基于自监督学习的番茄植株图像深度估计方法

2019-03-05 04:05周云成许童羽邓寒冰

农业工程学报 2019年24期

周云成，许童羽，邓寒冰，苗腾，吴琼

周云成，许童羽，邓寒冰，苗腾，吴琼

（沈阳农业大学信息与电气工程学院，沈阳 110866）

深度估计是智能农机视觉系统实现三维场景重建和目标定位的关键。该文提出一种基于自监督学习的番茄植株图像深度估计网络模型，该模型直接应用双目图像作为输入来估计每个像素的深度。设计了3种面向通道分组卷积模块，并利用其构建卷积自编码器作为深度估计网络的主体结构。针对手工特征衡量2幅图像相似度不足的问题，引入卷积特征近似性损失作为损失函数的组成部分。结果表明：基于分组卷积模块的卷积自编码器能够有效提高深度估计网络的视差图精度；卷积特征近似性损失函数对提高番茄植株图像深度估计的精度具有显著作用，精度随着参与损失函数计算的卷积模块层数的增加而升高，但超过4层后，其对精度的进一步提升作用不再明显；当双目图像采样距离在9.0 m以内时，该文方法所估计的棋盘格角点距离均方根误差和平均绝对误差分别小于2.5和1.8 cm，在3.0 m以内时，则分别小于0.7和0.5 cm，模型计算速度为28.0帧/s，与已有研究相比，2种误差分别降低了33.1%和35.6%，计算速度提高了52.2%。该研究可为智能农机视觉系统设计提供参考。
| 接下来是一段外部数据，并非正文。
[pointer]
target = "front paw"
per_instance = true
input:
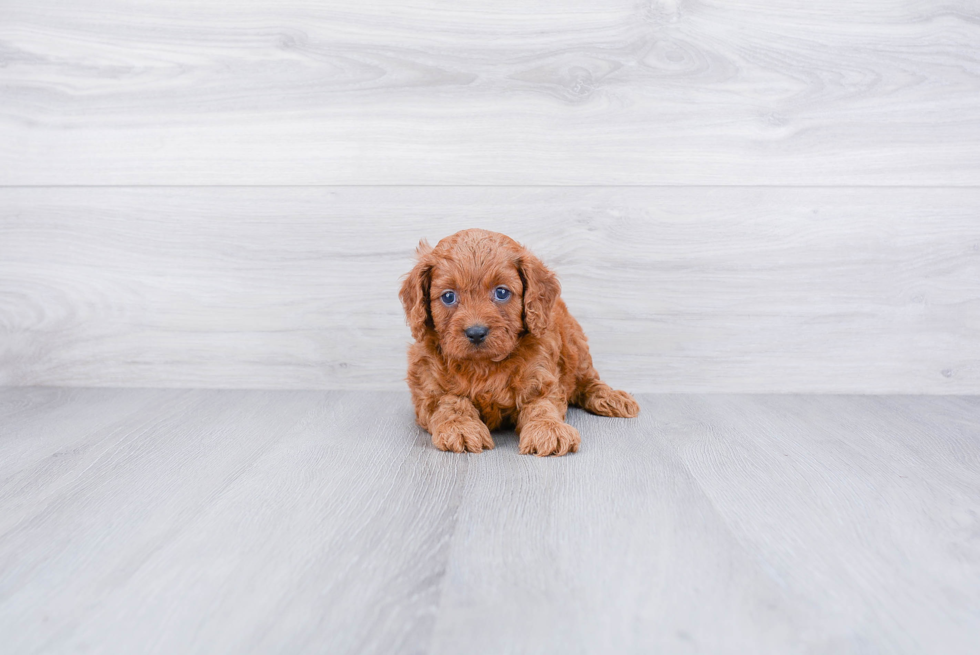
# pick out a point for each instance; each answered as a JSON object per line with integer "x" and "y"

图像处理；卷积神经网络；算法；自监督学习；深度估计；视差；深度学习；番茄

0 引言

视觉系统是智能农机进行环境感知的重要部件[1]。在日光温室或田间环境下，采用自主工作模式的智能农机需要规划行进路线[2]，规避障碍物[3]，同时在果实采摘[4]、对靶施药[5]等自动化生产过程中则需要识别并定位作业目标，这些都要求视觉系统具有目标定位、三维场景重建等功能，而深度信息的获取是实现这些功能的关键。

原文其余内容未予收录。